There are two orientations for printing thermal barcodes. You can choose either a Picket Fence orientation or Ladder orientation. There are advantages and disadvantages of each so we will look at both styles.
First – a quick print lesson: The print head works by heating up hundreds of tiny heaters along its edge: typically 200 – 300 per inch. When these tiny heaters are turned on it creates a reaction causing that portion of the white label to darken.
Two Types of Barcode Printing Orientation
The people on the “Picket” side of the fence will argue they get a higher quality barcode because the edges of the bars are crisper due to a print head staying on for an extended period of time. Each line in the barcode requires the heaters to turn on and off once.
However, if you do get a heater burning out, it can result in a line that is not printed resulting in an unscannable barcode. If you look at the Picket Fence barcode above, a missing line may not be humanly discernible.
If you decide to print the picket fence style, you should print a verification line before, or after, the barcode. This will allow your operator to more easily see if a heater has a burnt out segment before it creates a lot of costly rework. Below is an example of how you can setup the Verification Line in your software with the picket fence orientation.
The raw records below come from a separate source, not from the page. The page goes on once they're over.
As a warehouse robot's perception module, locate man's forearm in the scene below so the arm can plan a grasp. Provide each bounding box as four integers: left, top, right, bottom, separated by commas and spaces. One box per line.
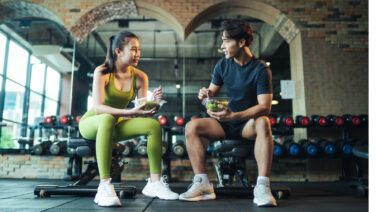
233, 105, 270, 121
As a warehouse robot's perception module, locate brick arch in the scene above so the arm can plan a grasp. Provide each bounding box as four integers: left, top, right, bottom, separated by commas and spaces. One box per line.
70, 1, 137, 42
185, 0, 307, 139
136, 0, 185, 41
71, 0, 184, 42
185, 0, 300, 43
0, 1, 67, 30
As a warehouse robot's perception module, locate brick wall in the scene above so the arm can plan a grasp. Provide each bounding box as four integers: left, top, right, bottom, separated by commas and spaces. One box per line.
0, 0, 368, 51
0, 155, 354, 182
302, 32, 368, 115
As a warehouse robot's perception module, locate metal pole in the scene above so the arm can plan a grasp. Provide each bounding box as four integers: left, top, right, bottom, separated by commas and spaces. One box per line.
69, 38, 77, 115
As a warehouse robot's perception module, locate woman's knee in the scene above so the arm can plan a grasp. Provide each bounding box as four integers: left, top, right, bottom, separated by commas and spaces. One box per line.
98, 113, 116, 124
185, 120, 199, 137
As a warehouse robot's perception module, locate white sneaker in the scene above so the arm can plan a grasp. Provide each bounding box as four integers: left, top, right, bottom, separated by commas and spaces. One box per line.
179, 176, 216, 201
142, 177, 178, 200
253, 184, 277, 206
94, 178, 121, 206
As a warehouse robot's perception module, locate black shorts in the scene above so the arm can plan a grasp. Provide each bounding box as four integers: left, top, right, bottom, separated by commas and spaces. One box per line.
218, 120, 248, 139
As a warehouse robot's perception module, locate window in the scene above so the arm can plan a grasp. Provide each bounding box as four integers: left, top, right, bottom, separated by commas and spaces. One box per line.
0, 121, 21, 149
45, 67, 61, 100
7, 41, 28, 85
3, 80, 25, 123
0, 33, 7, 74
28, 91, 42, 125
30, 56, 46, 94
44, 98, 58, 117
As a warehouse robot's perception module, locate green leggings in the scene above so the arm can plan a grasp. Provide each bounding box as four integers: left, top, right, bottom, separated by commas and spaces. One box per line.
79, 111, 162, 179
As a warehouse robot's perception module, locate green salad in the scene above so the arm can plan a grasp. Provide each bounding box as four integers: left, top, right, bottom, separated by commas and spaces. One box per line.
206, 99, 228, 112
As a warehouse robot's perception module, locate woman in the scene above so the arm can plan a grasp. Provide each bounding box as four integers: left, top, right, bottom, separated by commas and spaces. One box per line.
79, 31, 178, 206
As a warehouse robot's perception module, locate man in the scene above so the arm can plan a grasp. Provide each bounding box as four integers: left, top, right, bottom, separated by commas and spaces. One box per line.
179, 20, 277, 206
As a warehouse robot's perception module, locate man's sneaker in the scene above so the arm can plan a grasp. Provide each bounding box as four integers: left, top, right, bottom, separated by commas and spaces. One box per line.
94, 179, 121, 206
179, 176, 215, 201
253, 184, 277, 206
142, 177, 178, 200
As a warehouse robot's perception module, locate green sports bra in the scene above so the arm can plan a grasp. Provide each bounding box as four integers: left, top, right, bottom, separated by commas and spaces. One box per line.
104, 68, 136, 109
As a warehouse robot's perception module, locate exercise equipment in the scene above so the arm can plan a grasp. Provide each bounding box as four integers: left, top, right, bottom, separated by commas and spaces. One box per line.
212, 139, 290, 199
298, 139, 319, 157
34, 138, 136, 198
310, 115, 327, 127
277, 115, 294, 127
326, 115, 344, 127
295, 115, 311, 127
282, 138, 302, 157
315, 138, 337, 157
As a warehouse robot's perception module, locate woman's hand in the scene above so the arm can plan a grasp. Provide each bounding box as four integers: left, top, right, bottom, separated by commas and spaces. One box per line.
131, 103, 158, 117
152, 86, 162, 102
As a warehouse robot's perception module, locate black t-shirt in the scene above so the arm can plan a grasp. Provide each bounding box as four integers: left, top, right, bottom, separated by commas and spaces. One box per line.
211, 57, 273, 112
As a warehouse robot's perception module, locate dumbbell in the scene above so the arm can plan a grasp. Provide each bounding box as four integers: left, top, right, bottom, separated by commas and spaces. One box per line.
298, 139, 319, 157
135, 139, 148, 156
40, 116, 57, 125
315, 139, 336, 157
277, 115, 294, 127
348, 139, 368, 147
172, 140, 186, 157
333, 139, 352, 156
283, 139, 301, 157
59, 115, 74, 125
174, 116, 185, 126
310, 115, 327, 127
326, 115, 344, 126
158, 115, 168, 126
343, 114, 361, 126
49, 141, 67, 155
359, 114, 368, 125
295, 115, 310, 127
268, 115, 277, 127
33, 140, 51, 155
273, 142, 285, 158
190, 116, 199, 121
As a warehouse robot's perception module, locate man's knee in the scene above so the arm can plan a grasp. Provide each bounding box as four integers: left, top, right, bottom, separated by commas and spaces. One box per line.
255, 116, 271, 136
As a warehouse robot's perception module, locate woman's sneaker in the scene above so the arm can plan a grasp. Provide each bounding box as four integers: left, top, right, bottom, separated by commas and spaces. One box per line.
179, 176, 216, 201
142, 177, 178, 200
94, 179, 121, 207
253, 184, 277, 207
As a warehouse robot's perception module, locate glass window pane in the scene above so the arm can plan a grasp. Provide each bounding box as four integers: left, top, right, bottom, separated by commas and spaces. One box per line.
30, 61, 46, 94
0, 33, 7, 74
0, 120, 21, 149
3, 80, 25, 122
44, 98, 58, 117
7, 41, 28, 85
28, 92, 42, 125
45, 67, 61, 100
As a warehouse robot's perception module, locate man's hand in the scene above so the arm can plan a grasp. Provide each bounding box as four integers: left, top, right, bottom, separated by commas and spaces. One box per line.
198, 87, 211, 101
207, 104, 234, 122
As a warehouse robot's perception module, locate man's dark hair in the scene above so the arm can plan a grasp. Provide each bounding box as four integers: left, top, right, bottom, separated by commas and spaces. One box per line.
222, 19, 253, 47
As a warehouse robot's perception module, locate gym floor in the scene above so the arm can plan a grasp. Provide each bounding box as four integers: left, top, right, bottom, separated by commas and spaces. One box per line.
0, 179, 368, 212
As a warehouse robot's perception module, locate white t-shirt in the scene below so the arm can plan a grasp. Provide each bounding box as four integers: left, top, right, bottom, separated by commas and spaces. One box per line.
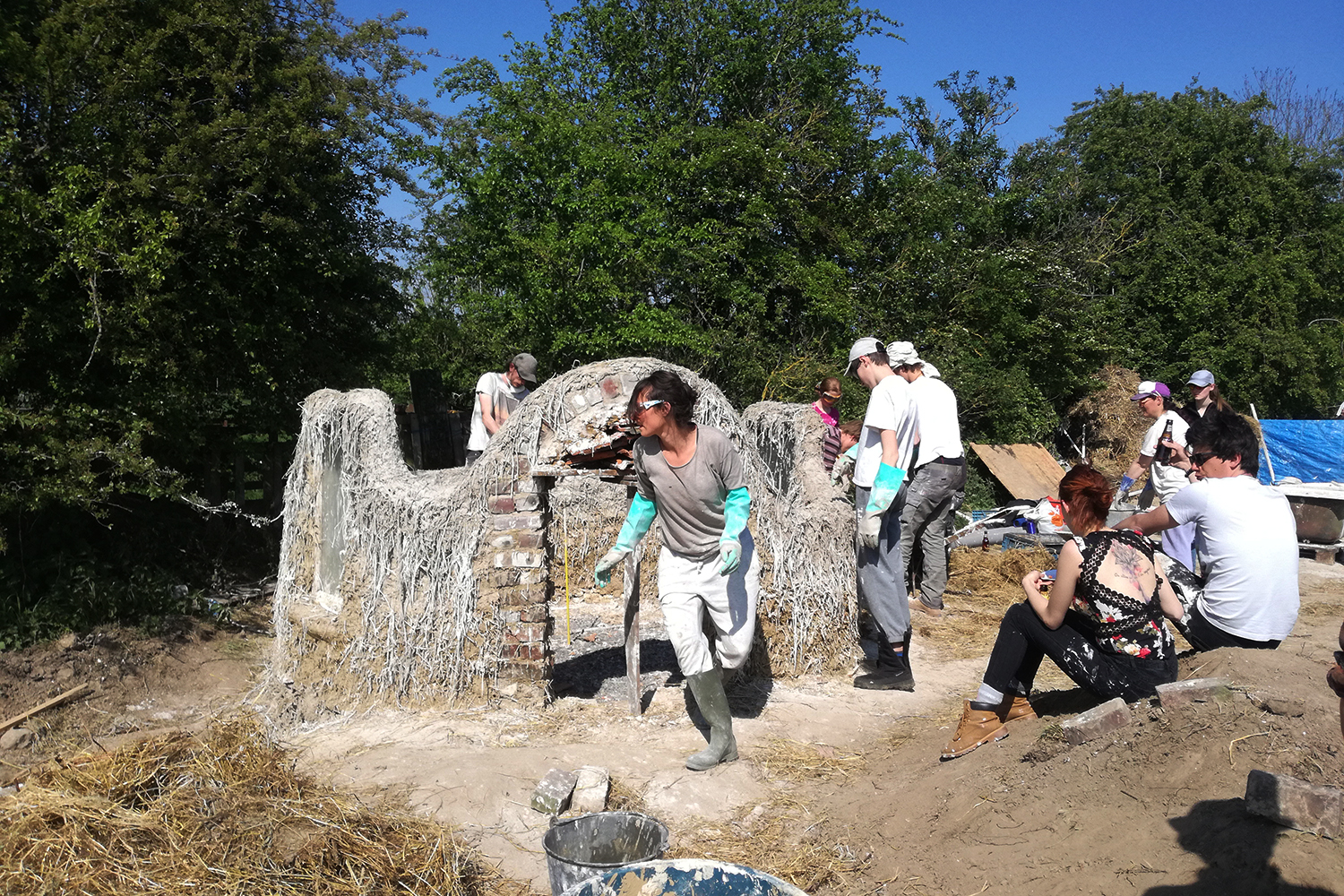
467, 371, 532, 452
910, 374, 962, 468
854, 374, 919, 489
1167, 476, 1300, 641
1139, 411, 1190, 504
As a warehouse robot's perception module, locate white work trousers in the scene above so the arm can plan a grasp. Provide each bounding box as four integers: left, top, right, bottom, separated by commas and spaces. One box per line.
659, 530, 761, 676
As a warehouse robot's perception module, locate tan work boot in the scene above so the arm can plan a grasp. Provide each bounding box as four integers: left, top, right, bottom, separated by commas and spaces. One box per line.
943, 700, 1008, 759
999, 694, 1039, 721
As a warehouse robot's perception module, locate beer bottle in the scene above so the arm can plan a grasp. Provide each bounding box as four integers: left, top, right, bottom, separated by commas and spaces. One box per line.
1153, 418, 1174, 463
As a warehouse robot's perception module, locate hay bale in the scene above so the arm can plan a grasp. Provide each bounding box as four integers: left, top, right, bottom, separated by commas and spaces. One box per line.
1064, 366, 1150, 479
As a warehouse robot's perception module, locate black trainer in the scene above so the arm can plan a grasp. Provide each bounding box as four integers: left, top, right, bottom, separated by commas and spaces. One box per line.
854, 667, 916, 691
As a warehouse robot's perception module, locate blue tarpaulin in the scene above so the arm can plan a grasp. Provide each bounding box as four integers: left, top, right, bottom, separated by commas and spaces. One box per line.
1260, 419, 1344, 484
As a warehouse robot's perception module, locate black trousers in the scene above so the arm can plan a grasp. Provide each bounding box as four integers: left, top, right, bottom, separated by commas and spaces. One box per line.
1182, 606, 1282, 650
986, 602, 1176, 702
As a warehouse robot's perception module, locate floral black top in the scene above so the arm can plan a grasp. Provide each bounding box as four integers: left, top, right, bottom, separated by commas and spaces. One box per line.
1072, 530, 1176, 659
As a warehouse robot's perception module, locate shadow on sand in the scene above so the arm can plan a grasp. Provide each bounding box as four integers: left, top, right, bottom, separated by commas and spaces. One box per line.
1145, 799, 1339, 896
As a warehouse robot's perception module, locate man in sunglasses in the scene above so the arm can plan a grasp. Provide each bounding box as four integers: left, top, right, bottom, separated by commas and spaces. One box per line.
1116, 414, 1300, 650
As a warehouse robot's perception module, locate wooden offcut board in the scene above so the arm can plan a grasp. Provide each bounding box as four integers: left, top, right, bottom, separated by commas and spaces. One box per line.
970, 442, 1064, 501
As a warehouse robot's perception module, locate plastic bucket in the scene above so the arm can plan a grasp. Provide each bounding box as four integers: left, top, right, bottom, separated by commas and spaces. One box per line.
564, 858, 808, 896
542, 812, 668, 896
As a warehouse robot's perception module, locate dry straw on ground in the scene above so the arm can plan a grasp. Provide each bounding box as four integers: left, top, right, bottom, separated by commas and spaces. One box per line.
913, 548, 1056, 659
667, 805, 871, 893
0, 720, 531, 896
752, 740, 865, 785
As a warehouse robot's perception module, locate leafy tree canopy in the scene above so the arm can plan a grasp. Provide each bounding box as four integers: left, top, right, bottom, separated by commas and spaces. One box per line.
429, 0, 895, 396
0, 0, 435, 526
1012, 83, 1344, 417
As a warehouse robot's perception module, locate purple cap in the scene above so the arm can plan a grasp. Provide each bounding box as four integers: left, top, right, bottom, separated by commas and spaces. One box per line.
1129, 380, 1172, 401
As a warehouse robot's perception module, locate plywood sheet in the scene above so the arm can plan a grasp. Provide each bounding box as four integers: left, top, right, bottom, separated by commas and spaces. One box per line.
970, 442, 1064, 501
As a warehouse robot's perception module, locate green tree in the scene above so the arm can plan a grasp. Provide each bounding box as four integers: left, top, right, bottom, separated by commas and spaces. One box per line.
857, 71, 1101, 442
427, 0, 895, 401
0, 0, 435, 644
1012, 84, 1344, 417
0, 0, 432, 521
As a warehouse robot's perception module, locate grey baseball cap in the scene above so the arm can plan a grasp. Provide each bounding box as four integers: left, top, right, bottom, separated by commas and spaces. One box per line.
510, 352, 537, 383
844, 336, 887, 376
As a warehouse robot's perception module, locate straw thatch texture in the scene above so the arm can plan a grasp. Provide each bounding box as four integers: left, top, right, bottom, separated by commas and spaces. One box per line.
742, 401, 857, 672
266, 358, 855, 720
1064, 366, 1152, 479
0, 720, 531, 896
271, 390, 502, 719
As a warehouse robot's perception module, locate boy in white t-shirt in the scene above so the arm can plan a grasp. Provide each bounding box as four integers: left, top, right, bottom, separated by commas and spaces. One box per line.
846, 336, 919, 691
467, 352, 537, 466
1116, 414, 1300, 650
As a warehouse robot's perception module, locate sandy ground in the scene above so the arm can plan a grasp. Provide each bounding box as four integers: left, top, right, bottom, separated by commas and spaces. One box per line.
0, 559, 1344, 896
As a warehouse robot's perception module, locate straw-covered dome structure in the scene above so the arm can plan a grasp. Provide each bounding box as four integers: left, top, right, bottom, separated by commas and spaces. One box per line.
266, 358, 857, 720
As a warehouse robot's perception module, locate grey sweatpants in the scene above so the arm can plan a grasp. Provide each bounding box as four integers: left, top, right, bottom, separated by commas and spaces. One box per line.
854, 485, 910, 643
900, 462, 967, 610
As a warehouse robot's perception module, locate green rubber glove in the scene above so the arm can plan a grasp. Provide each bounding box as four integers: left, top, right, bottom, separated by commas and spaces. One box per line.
593, 493, 658, 589
719, 487, 752, 575
859, 463, 906, 548
719, 538, 742, 575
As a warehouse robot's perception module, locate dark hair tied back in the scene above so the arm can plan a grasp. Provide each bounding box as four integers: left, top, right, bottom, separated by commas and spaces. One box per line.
625, 371, 699, 428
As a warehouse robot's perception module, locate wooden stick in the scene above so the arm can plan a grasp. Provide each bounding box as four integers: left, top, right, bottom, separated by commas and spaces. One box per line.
1252, 404, 1274, 485
0, 684, 93, 731
625, 526, 644, 716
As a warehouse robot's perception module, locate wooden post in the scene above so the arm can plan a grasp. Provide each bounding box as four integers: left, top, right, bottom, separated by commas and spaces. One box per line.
625, 538, 644, 716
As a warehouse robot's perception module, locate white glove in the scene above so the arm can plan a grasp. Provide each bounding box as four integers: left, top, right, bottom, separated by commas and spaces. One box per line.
859, 513, 882, 548
593, 548, 629, 589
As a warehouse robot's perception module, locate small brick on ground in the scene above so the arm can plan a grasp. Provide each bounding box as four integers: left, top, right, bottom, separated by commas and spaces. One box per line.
1158, 678, 1233, 710
1246, 769, 1344, 840
570, 766, 612, 813
532, 769, 578, 815
1059, 697, 1133, 747
1255, 694, 1306, 719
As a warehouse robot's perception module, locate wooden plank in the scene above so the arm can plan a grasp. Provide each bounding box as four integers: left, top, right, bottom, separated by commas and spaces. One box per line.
0, 684, 93, 731
970, 442, 1064, 501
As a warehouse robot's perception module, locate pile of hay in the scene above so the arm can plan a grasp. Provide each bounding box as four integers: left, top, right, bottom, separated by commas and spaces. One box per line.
1064, 366, 1150, 479
0, 720, 530, 896
911, 548, 1056, 659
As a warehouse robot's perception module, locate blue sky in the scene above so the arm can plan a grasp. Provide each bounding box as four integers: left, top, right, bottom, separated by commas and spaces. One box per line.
338, 0, 1344, 220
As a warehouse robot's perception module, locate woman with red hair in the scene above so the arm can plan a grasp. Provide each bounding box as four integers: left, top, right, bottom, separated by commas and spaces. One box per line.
943, 465, 1183, 759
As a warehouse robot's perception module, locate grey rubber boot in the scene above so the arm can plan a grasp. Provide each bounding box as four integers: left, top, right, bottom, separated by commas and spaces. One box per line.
685, 668, 738, 771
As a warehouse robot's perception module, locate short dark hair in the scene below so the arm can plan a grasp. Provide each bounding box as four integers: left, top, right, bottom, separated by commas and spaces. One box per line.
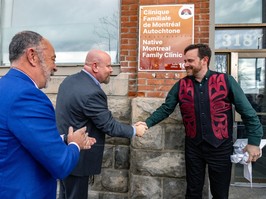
9, 31, 43, 63
184, 44, 212, 66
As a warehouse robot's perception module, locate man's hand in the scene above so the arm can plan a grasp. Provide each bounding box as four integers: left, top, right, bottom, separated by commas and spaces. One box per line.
244, 144, 260, 163
134, 122, 148, 137
67, 127, 96, 149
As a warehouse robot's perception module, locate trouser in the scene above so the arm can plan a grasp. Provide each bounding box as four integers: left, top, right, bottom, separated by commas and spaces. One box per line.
59, 175, 94, 199
185, 138, 233, 199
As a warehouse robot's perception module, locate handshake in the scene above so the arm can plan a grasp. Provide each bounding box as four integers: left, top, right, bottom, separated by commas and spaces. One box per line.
65, 122, 148, 150
65, 127, 96, 149
133, 122, 148, 137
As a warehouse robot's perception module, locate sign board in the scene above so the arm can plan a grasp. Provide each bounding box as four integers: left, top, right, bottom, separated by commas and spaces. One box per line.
138, 4, 194, 71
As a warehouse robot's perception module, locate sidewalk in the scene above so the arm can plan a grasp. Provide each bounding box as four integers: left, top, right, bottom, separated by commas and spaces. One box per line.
229, 184, 266, 199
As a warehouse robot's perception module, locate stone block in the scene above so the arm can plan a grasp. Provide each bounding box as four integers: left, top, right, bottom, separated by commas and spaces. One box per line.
164, 124, 185, 150
130, 175, 163, 199
115, 146, 130, 169
102, 145, 114, 168
163, 178, 186, 199
132, 97, 182, 124
132, 125, 164, 150
102, 169, 128, 193
130, 149, 185, 178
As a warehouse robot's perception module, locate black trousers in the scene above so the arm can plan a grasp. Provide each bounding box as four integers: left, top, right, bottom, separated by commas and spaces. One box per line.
185, 138, 233, 199
59, 175, 94, 199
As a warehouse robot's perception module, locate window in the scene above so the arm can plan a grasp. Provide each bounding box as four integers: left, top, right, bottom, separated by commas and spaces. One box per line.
0, 0, 120, 65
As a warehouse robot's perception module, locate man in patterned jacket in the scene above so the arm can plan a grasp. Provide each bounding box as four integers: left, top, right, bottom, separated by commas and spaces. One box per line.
143, 44, 263, 199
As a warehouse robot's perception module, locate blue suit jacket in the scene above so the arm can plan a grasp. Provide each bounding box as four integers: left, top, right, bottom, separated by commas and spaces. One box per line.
0, 69, 79, 199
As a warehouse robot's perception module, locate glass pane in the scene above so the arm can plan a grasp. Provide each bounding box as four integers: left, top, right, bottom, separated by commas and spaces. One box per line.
215, 0, 263, 24
2, 0, 120, 64
235, 58, 266, 183
215, 28, 266, 49
215, 53, 228, 73
238, 58, 265, 94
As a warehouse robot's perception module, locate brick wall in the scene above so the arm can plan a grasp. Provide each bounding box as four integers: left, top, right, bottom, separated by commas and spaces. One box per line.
120, 0, 210, 98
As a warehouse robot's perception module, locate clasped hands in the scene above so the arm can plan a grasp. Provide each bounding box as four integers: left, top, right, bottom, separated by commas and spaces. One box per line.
67, 127, 96, 149
244, 144, 261, 163
134, 122, 148, 137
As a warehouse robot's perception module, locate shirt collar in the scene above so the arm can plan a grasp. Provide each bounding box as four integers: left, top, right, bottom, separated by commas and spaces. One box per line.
82, 69, 101, 88
12, 67, 39, 89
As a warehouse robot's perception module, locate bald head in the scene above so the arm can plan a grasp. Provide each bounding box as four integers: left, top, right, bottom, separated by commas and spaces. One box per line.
84, 49, 113, 84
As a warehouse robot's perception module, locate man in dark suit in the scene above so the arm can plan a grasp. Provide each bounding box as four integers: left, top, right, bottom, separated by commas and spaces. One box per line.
56, 50, 147, 199
0, 31, 95, 199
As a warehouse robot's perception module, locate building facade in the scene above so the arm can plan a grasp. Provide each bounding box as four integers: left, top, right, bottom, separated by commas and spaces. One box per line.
0, 0, 266, 199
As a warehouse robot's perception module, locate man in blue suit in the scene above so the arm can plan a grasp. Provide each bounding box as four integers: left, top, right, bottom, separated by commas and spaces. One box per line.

It should be noted that even with this verification line, any missing segment will be small and may be somewhat difficult to see.
If you go with a Ladder orientation, you can see that a bad print head is easily identifiable since it creates a white space across the entire barcode. See image below.
It should be noted that this barcode is still scannable so printing labels can continue. The ladder orientation provides some time for the line operators to eventually change out the print head.
The downside of this method is that the heaters can burn out faster when printing at high speeds. This is due to the heaters turning on and off many times per barcode.
VBS recommends picket fence style of printing as the only viable option for industrial environment that demands anything above mediocre printing speeds for the industrial environment. When you print the ladder style, the print quality wills suffer with speed resulting in unscannable or poor performing barcodes. The hassle of unscannable barcodes outweighs the slight increase in cost of replacing print heads.
Taking these tips into account when designing your barcode labeling application can save you considerable amounts of frustration and cost!